Despite the widely held view that indexing is the safest way to invest, not everyone is a proponent.
Despite the widely held view that indexing is the safest way to invest, not everyone is a proponent.
Indexing actually “helped recklessly drive our financial system and economy into the ditch last fall,” said Scott Cleland, president of Precursor LLC, a McLean, Va., industry research and consulting firm.
“All the rules and oversight in the world can't keep us out of the ditch in the future if index vehicles continue to drive the wrong way against oncoming traffic,” he wrote in a June 11 blog titled “Indexing into the Ditch — Financial Crisis Root Causes, Part I.”
“Stress testing whether bank vehicles can survive head-on crashes completely misses the point that indexers should not be driving the wrong way on the freeway,” Mr. Cleland wrote.
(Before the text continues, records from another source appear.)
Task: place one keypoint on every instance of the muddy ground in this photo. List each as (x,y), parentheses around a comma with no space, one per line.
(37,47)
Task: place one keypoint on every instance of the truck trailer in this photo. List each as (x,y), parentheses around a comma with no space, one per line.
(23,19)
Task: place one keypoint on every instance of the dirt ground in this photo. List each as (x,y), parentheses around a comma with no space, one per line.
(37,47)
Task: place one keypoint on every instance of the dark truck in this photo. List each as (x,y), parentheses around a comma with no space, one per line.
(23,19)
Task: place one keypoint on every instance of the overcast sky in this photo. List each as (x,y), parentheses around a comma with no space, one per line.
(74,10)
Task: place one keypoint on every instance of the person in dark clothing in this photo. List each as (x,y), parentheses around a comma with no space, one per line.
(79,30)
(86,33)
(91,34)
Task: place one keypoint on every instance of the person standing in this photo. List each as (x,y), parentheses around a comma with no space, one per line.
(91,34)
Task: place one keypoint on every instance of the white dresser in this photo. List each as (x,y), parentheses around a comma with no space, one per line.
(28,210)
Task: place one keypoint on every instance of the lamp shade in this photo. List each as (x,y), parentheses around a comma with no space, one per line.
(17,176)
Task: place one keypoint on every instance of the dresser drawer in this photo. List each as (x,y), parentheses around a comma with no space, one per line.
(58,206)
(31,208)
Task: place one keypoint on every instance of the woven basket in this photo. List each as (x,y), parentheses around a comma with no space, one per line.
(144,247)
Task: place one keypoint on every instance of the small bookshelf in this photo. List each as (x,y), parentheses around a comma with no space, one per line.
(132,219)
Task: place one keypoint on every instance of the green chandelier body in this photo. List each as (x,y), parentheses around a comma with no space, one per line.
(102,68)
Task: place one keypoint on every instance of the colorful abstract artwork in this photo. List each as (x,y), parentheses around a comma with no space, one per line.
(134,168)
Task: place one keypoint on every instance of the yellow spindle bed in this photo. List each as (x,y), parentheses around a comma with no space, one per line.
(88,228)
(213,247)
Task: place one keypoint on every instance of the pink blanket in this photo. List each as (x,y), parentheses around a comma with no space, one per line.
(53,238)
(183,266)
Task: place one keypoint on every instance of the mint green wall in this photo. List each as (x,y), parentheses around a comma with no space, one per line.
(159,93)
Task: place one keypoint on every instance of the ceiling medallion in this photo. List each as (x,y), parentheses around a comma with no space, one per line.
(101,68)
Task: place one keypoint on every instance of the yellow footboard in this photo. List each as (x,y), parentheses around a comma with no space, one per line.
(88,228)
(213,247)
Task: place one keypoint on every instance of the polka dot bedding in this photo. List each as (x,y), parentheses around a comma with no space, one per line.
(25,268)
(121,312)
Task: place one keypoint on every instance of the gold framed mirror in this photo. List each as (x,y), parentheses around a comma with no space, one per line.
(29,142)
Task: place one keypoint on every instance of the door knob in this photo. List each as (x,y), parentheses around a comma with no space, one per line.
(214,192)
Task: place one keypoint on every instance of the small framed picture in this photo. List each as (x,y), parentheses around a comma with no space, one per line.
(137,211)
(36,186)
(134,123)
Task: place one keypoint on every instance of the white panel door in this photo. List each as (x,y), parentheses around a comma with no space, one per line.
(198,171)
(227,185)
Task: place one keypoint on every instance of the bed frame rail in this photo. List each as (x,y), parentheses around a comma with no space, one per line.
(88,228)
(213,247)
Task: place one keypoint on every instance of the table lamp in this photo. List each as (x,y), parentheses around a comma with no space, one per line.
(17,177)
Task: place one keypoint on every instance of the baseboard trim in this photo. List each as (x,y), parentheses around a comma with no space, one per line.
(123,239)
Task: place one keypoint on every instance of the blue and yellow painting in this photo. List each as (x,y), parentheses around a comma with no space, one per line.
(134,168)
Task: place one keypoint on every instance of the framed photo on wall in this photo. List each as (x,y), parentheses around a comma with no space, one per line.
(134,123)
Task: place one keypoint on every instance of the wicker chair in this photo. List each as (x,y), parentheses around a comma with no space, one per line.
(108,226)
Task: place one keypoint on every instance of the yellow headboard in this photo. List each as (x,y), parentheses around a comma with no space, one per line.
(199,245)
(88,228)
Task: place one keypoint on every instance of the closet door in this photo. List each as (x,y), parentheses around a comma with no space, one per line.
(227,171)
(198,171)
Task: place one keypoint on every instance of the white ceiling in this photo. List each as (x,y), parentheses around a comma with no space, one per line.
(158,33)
A major reason that the financial system has become so unstable and dangerous to financial security is that more than 10% of money management vehicles are indexers. “By design, [these] drive the wrong way against the oncoming traffic of a market economy that allocates capital based on economic merit,” he wrote.
As more investments are indexed, it could lead to economic gridlock, Mr. Cleland wrote.
Index funds represent $1.5 trillion, or about 12% of all mutual fund assets.
Many managed funds feel pressure to “closet index,” Mr. Cleland wrote.
Indexing naturally amplifies market volatility because it artificially creates a massive one-sided market, he wrote. It generates substantial supply with no offsetting demand in a down market, and it generates substantial demand with no offsetting supply in an up market.
Famous index proponent John Bogle, founder of The Vanguard Group Inc. of Malvern, Pa., e-mailed his view that Mr. Cleland's thesis “is nuts! Last time I looked, index funds accounted for about 0.4% of all stock trading ... Just perhaps the other 99.6% might bear a teeny-weeny bit of the responsibility.”